Car accidents are a very stressful and costly experience, and it can be hard to know what to do after the fact. But once the dust settles, you’ll need to speak to a personal injury lawyer and your insurance provider to work out a settlement compensation. Otherwise, you may have to pay all of your bills.
Here’s What You Can Collect After a Car Accident
Car accident “damages” refers to the compensation you’ll collect due to injury, neglect, or loss for the accident of the at-fault party. Your lawyer would distribute your funds if you hired one.
Lawyer Fees (If Applicable)
If you hired a lawyer that works on contingency, then a part of your settlement will pay for your attorney fees. If you hired a non-contingency lawyer, then you may continue to pay them if you wish to negotiate part of your compensation. Otherwise, you may let them go at this point.

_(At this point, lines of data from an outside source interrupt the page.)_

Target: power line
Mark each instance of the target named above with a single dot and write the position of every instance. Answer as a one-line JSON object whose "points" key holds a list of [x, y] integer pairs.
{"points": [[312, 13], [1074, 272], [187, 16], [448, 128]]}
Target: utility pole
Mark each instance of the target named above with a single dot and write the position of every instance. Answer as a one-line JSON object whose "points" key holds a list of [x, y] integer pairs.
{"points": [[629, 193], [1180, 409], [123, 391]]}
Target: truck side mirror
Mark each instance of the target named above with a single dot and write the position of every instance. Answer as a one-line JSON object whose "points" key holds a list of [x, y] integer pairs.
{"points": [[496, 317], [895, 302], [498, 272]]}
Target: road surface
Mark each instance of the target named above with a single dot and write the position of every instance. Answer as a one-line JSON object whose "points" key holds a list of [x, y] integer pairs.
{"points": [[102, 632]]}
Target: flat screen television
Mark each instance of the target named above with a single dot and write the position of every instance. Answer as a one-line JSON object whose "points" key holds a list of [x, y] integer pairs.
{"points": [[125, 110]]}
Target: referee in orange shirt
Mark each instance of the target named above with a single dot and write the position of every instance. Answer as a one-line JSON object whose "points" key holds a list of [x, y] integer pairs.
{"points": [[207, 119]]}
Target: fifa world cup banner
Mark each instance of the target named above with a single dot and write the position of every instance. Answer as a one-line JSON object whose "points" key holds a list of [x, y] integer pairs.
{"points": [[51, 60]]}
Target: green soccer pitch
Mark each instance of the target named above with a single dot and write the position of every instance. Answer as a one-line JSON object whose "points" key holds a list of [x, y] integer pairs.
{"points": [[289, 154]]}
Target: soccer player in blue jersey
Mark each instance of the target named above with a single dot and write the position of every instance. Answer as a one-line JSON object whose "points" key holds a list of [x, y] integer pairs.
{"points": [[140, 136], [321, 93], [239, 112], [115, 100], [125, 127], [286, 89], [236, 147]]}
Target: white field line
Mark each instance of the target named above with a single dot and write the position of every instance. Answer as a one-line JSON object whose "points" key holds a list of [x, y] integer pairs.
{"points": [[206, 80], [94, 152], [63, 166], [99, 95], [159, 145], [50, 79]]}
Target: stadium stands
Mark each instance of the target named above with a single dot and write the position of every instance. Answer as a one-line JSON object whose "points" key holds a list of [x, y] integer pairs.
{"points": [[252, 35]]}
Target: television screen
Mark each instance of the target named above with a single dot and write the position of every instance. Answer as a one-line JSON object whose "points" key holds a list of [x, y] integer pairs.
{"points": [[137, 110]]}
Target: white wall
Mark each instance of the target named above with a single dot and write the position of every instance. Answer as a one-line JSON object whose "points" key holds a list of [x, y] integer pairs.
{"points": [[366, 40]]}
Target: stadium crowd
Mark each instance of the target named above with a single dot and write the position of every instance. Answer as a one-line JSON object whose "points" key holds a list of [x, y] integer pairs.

Medical Costs for Your Injuries
After your lawyers are paid, they will start distributing your settlement across your liens. Liens are what medical providers and other providers place on your bills to gain rights to your debt. That means you’re legally required to pay these expenses before finalizing your settlement.
Keep in mind that future medical expenses or future lost income won’t be “paid” to your provider or yourself right away, but they should be calculated in your settlement claim.
If you have proof (medical documents) to back up your injury claim, you could be entitled to:
- Medical bills for all treatments
- Ambulance and hospitalization fees
- Prescription medication
- In-home services
- Rehabilitation or physical therapy
- Permanent disability
You may also be entitled to more money depending on the extent of your injuries.
For example, your compensation could be higher if you’re suffering from residual pain after an accident, but you may need a loan to afford a lawyer to get that kind of settlement. Uplift Legal Funding can provide you with the funds you need to get what you’re owed after an accident.
Other Economic Expenses
While medical costs fall under the umbrella of economic expenses, you have to pay them off right away. A company may not necessarily put liens on property damage or vehicle damage, but you’ll still receive compensation for them, as well as lost income and medical bills.
Wrongful death damages, which cover funeral costs, loss of companionship, pain and suffering, medical bills, and loss of enjoyment in life, often fall under economic damages, as well. You’ll need proof, like receipts, pay stubs, and medical bills, to back up your economic expense claim.
A skilled car crash attorney can easily calculate the costs associated with economic expenses, but non-economic expenses are harder to prove because they don’t have a dollar amount.
A common non-economic expense is pain and suffering, which refers to any mental or physical distress that occurred due to your direct injuries or personal loss, like the death of a family member.
The amount you receive for non-economic expenses depends on a few factors:
- The amount of physical damage you suffered due to the injury
- The amount of psychological damage incurred from the accident
- How much the accident affected your quality of life
- The future outlook of your pain and suffering
You have a better chance of winning pain and suffering damages if you:
- Became disabled due to the accident
- Were disfigured due to the accident
- Received noticeable scarring from the accident
- Went to therapy for anxiety or depression
- Have a general loss of enjoyment of life
Some states have no caps for damages. Others will. For example, Indiana doesn’t cap damages for pain and suffering, but it will cap claims against the government or for medical malpractice.
Punitive damages are paid out to the claimant if the at-fault driver was doing something illegal at the time of the crash. This includes drunk driving or being under the influence of drugs. The state and your lawyers will pay out punitive damage if it can prove criminal wrongdoing.
If you have money left over from your settlement, you get to use everything else, no strings attached. However, it’s a good idea to hold on to some of this money if your condition worsens or you have to take more time off of work. Alternatively, you could use the settlement for a car.